Intended for healthcare professionals

Endgames Statistical Question

What is a non-inferiority trial?

BMJ 2013; 347 doi: https://doi.org/10.1136/bmj.f6853 (Published 15 November 2013) Cite this as: BMJ 2013;347:f6853
  1. Philip Sedgwick, reader in medical statistics and medical education
  1. 1Centre for Medical and Healthcare Education, St George’s, University of London, London, UK
  1. p.sedgwick{at}sgul.ac.uk

Researchers investigated the effectiveness of cognitive behavioural therapy delivered by telephone compared with the same therapy given face to face in the treatment of obsessive compulsive disorder. A randomised controlled non-inferiority trial study design was used. The intervention was 10 weekly sessions of exposure therapy and response prevention delivered by telephone or face to face. The aim of the study was to investigate whether the delivery of therapy by telephone was as effective as face to face sessions, the standard mode of delivery.1

The primary outcome measures included the self report version of the Yale Brown obsessive compulsive disorder checklist measured six months after the completion of treatment. The total score for the checklist ranges from 0 to 40, with higher scores indicating greater obsessive compulsiveness. A prespecified non-inferiority margin of 5 units on the Yale Brown checklist was proposed.

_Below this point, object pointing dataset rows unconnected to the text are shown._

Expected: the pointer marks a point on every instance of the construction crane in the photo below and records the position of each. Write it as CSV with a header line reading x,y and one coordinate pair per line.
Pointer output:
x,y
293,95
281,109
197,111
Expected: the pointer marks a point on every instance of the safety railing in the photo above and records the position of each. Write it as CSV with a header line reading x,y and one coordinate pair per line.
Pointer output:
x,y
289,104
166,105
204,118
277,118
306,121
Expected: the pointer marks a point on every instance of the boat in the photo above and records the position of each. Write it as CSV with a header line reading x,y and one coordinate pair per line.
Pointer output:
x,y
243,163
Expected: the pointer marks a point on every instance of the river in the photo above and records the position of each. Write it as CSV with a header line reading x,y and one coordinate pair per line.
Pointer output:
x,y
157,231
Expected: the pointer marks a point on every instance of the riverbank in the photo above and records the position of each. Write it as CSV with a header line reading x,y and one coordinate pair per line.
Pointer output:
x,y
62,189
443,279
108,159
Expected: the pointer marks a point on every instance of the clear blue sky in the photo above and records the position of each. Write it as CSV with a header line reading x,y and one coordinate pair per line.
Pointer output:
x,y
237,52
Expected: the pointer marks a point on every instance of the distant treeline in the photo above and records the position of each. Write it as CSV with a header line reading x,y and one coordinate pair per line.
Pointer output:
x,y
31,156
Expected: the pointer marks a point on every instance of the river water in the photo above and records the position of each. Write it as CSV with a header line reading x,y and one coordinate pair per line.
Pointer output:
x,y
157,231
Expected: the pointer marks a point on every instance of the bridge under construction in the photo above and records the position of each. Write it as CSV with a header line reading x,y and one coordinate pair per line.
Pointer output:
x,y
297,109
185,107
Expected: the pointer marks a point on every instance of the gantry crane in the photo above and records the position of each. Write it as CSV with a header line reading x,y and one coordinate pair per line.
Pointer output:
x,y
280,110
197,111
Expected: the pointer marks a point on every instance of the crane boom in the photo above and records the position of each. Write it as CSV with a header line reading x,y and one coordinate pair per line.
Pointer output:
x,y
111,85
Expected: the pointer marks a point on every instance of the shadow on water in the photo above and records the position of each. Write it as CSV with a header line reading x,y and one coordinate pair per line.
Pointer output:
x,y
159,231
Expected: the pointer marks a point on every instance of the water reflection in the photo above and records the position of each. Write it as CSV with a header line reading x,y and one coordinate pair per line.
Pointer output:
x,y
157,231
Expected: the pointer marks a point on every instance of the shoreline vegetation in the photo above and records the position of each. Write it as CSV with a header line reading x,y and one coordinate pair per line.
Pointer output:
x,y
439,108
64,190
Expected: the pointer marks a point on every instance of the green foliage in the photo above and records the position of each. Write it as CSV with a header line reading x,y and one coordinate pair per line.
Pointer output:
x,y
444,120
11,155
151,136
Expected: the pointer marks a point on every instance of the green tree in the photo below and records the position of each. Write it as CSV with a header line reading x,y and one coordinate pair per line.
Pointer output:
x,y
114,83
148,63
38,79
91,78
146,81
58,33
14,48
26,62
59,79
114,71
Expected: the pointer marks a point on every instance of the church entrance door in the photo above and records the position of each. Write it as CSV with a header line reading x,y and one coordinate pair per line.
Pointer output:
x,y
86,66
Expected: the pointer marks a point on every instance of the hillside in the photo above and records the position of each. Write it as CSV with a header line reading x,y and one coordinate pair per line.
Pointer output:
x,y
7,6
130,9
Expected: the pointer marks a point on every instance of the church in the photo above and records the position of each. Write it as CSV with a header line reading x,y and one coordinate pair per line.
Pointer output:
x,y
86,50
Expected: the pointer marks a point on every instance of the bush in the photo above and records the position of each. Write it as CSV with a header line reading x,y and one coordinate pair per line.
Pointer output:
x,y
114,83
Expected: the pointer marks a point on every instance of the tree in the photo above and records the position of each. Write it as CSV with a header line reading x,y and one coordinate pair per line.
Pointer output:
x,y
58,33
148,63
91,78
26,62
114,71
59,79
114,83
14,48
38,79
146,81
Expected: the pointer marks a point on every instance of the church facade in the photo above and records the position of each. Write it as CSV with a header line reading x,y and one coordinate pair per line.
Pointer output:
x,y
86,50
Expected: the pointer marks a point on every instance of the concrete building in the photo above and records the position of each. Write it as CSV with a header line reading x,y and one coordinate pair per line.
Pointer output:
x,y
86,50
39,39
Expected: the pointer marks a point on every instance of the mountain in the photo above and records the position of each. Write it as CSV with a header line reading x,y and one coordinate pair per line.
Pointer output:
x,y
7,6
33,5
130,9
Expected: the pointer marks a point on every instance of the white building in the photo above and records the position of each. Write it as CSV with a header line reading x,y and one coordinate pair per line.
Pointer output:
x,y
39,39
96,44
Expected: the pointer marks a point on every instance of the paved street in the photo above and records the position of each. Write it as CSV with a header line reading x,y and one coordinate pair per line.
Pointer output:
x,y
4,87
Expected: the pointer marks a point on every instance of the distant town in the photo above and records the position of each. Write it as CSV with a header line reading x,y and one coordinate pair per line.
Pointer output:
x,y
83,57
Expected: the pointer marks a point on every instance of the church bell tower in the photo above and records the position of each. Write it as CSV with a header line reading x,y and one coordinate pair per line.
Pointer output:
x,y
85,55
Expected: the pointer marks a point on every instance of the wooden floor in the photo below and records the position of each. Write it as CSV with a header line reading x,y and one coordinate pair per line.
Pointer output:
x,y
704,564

Participants were 72 patients with obsessive compulsive disorder recruited from two psychology outpatient departments. In total, 36 participants were randomised to each treatment group. Using an intention to treat analysis, the difference between treatments (face to face sessions minus telephone) in the Yale Brown checklist score at six months’ follow-up was −0.55 (95% confidence interval −4.26 to 3.15).

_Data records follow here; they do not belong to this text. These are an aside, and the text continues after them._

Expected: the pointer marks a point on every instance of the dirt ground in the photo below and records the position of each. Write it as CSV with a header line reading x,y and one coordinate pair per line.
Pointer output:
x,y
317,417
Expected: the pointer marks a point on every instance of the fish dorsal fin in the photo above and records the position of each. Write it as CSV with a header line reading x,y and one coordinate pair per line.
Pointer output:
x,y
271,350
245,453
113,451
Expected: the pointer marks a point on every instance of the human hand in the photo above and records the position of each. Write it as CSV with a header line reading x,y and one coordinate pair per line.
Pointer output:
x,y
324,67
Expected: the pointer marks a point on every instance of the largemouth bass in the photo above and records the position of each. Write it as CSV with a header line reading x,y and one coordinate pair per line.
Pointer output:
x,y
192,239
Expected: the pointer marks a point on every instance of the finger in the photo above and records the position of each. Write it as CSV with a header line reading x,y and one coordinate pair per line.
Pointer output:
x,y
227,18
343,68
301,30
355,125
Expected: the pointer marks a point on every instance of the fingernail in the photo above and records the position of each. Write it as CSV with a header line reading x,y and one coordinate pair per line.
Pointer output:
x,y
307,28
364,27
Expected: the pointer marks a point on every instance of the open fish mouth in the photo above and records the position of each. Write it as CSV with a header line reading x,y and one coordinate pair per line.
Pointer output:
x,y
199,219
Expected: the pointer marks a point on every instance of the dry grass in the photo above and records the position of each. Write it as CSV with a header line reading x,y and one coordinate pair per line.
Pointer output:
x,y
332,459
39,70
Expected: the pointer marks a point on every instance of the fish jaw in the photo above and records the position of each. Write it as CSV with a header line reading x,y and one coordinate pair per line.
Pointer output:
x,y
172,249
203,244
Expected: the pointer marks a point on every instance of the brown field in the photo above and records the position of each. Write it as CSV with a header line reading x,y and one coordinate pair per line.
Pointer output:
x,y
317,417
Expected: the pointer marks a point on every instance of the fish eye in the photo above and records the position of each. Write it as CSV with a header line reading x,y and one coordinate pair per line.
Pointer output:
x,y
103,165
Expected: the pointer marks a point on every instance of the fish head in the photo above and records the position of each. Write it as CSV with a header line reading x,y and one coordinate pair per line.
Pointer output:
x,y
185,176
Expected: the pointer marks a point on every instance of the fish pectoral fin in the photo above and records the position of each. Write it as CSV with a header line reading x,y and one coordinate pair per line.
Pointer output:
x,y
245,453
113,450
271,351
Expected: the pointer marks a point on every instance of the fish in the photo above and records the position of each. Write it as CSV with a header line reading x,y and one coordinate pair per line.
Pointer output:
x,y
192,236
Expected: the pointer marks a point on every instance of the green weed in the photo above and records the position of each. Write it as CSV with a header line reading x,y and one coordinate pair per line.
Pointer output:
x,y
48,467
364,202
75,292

Which of the following statements, if any, are true?

  • a) The null hypothesis states that in the population the mean Yale Brown checklist score at six months’ follow-up for standard delivery was higher than that for telephone delivery by 5 units or more

  • b) Analysis is based on the 95% confidence interval for the mean difference between treatment groups in the primary outcome

  • c) It can be concluded that telephone delivery is not inferior in effectiveness to the standard delivery of face to face sessions

Answers

Statements a, b, and c are all true.

Weekly face to face sessions were the standard mode of delivery for cognitive behavioural therapy in the treatment of obsessive compulsive disorder. However, because they are resource intensive and have long waiting lists, it is likely that some patients will not be able to access treatment. Provision of therapy over the telephone has been proposed as an alternative mode of delivery. Such an approach would reduce contact with therapists and costs, while increasing access for patients who cannot attend clinic appointments for geographical, social, medical, or economic reasons. If delivery of therapy by telephone was shown to be as effective as face to face sessions in clinical outcomes, it might become the standard mode of delivery.

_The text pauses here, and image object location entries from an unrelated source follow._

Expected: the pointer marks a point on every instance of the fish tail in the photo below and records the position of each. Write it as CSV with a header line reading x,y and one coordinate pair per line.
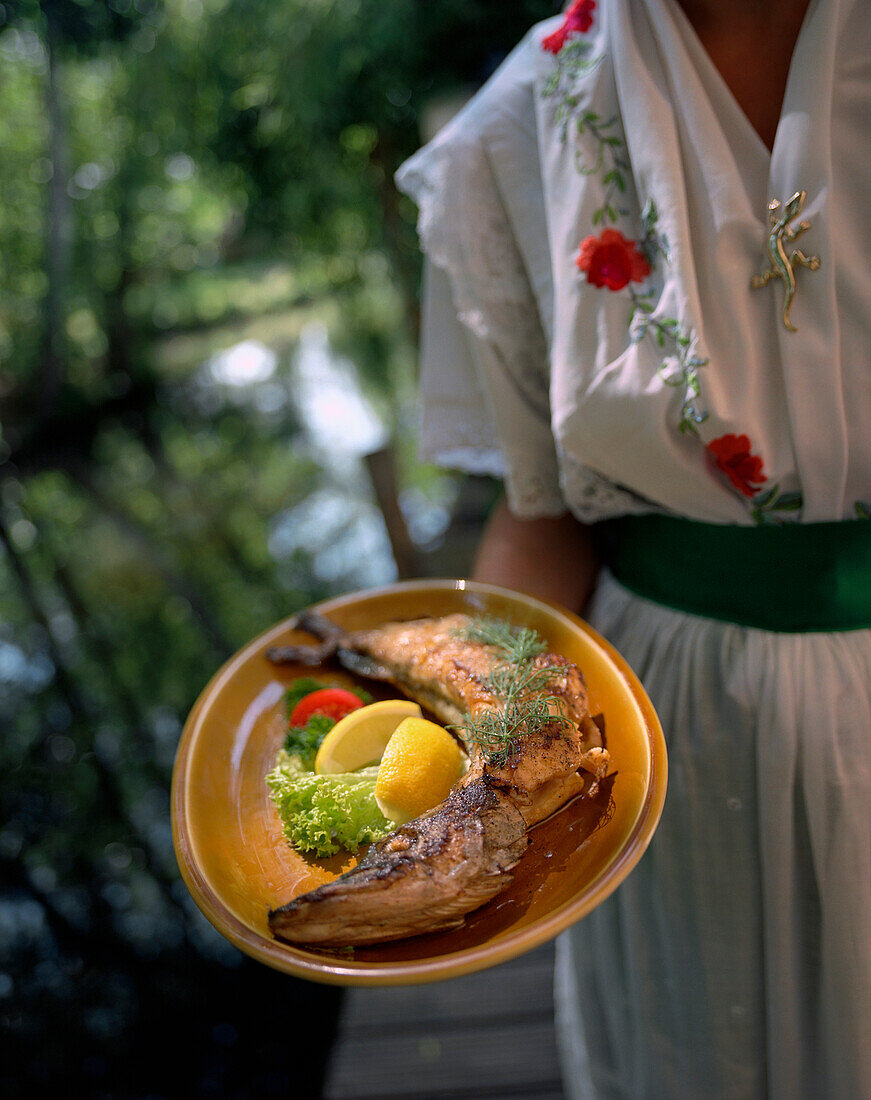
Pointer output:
x,y
329,636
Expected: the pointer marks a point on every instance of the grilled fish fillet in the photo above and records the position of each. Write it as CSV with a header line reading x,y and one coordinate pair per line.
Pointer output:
x,y
429,873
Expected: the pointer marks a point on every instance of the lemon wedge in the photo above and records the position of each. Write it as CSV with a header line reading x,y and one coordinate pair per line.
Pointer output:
x,y
420,765
360,738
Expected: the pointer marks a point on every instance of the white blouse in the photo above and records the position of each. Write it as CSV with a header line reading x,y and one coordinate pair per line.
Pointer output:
x,y
594,219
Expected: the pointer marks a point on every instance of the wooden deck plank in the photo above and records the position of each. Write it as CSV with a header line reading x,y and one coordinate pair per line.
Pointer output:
x,y
514,990
485,1035
484,1060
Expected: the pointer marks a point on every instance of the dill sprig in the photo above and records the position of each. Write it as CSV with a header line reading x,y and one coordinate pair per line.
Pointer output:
x,y
517,683
518,644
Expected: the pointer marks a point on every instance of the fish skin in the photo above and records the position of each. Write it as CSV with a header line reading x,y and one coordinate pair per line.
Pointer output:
x,y
425,877
429,873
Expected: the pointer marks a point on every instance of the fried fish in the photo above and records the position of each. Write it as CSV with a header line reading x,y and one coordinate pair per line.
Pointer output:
x,y
429,873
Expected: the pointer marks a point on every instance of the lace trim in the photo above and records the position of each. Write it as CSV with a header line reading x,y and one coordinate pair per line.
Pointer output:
x,y
593,497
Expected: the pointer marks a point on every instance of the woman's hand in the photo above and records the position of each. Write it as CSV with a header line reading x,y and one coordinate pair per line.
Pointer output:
x,y
552,558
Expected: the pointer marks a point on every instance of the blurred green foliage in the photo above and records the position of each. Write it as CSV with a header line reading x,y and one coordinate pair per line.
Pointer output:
x,y
179,178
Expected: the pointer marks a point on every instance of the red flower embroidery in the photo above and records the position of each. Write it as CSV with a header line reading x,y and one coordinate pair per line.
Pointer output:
x,y
579,19
732,455
612,261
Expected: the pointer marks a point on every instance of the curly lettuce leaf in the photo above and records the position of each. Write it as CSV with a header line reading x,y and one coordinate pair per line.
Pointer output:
x,y
322,814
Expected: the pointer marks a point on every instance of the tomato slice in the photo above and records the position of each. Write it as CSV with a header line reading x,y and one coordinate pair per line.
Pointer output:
x,y
333,702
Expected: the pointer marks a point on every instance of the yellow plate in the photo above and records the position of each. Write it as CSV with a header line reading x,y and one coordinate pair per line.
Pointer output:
x,y
238,866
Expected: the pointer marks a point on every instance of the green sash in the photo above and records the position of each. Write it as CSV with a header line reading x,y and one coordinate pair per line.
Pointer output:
x,y
793,578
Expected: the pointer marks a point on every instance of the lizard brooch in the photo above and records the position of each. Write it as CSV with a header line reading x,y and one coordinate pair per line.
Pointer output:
x,y
781,264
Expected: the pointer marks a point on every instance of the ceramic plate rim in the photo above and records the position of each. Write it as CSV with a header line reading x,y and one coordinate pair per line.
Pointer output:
x,y
332,970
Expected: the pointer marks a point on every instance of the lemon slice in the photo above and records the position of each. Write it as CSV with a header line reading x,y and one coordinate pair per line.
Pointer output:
x,y
360,738
420,765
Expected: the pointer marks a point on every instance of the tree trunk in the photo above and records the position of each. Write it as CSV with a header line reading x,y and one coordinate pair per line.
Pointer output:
x,y
58,228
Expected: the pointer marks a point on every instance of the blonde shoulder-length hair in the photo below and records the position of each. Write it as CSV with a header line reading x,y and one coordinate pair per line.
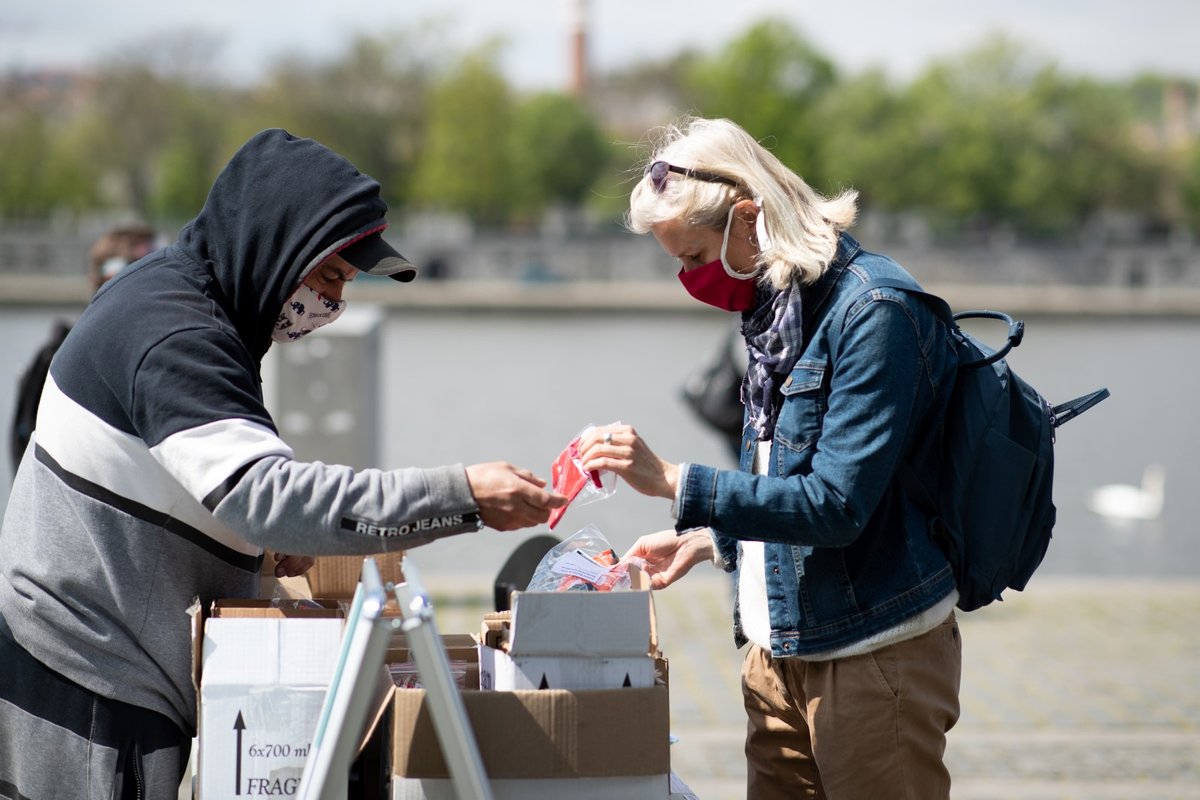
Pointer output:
x,y
802,224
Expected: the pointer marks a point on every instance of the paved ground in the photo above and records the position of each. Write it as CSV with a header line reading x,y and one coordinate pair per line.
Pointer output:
x,y
1074,690
1077,689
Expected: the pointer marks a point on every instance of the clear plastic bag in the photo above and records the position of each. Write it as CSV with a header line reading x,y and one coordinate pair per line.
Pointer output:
x,y
577,485
585,561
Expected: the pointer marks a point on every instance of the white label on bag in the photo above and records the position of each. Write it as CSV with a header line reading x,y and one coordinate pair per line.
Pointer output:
x,y
580,565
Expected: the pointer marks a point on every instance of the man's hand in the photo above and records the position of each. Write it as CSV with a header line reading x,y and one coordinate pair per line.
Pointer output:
x,y
510,497
669,555
289,566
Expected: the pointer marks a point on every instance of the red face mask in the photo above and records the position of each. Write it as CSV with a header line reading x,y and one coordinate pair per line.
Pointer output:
x,y
717,284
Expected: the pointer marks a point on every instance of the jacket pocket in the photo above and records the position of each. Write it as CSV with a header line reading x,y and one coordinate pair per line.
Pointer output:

To establish whether provision of cognitive behavioural therapy over the telephone was as effective as face to face sessions in the treatment of obsessive compulsive disorder, the researchers used a non-inferiority trial study design. The aim was to establish whether telephone delivery was “no worse than”—that is, not inferior to—face to face sessions in effectiveness. This required the non-inferiority margin to be specified, which in the trial above was 5 units on the Yale Brown obsessive compulsive disorder checklist at six months’ follow-up. The non-inferiority margin was determined on the basis of clinical judgment. For it to be shown that telephone delivery was not inferior to face to face sessions in effectiveness, the mean Yale Brown checklist score at six months’ follow-up for standard delivery must not be higher than that for telephone delivery by a margin of 5 units or more.

The classic randomised controlled trial seeks to establish superiority of a new treatment compared with the standard treatment or placebo. Such trials are called superiority trials and have been described in a previous question.2 In a superiority trial, statistical hypothesis testing starts at the position of equipoise, with the null hypothesis stating that there is no difference in effectiveness between treatments. The aim is to establish whether there is evidence to reject the null hypothesis in favour of the two sided alternative, which states that treatments are not equivalent in effectiveness, with one being superior to the other.

Non-inferiority trials incorporate the process of statistical hypothesis testing, although the approach is an adaptation of the traditional one used in superiority trials. In the non-inferiority trial above, the null hypothesis started at the position of inferiority, with telephone delivery being inferior to the standard delivery of face to face sessions. Specifically, it stated that the mean Yale Brown checklist score at six months’ follow-up for standard delivery was higher than that for telephone delivery by 5 units or more (a is true). The aim was to establish whether the results of the trial supported the null hypothesis or provided evidence for the alternative, which stated that non-inferiority exists. Specifically, the alternative hypothesis stated that telephone delivery was not inferior to face to face sessions, and the mean Yale Brown checklist score at six months’ follow-up for standard delivery was less than 5 units higher than that for telephone delivery. It is possible under the alternative hypothesis that the mean score on the Yale Brown checklist for telephone delivery was greater than that for face to face sessions.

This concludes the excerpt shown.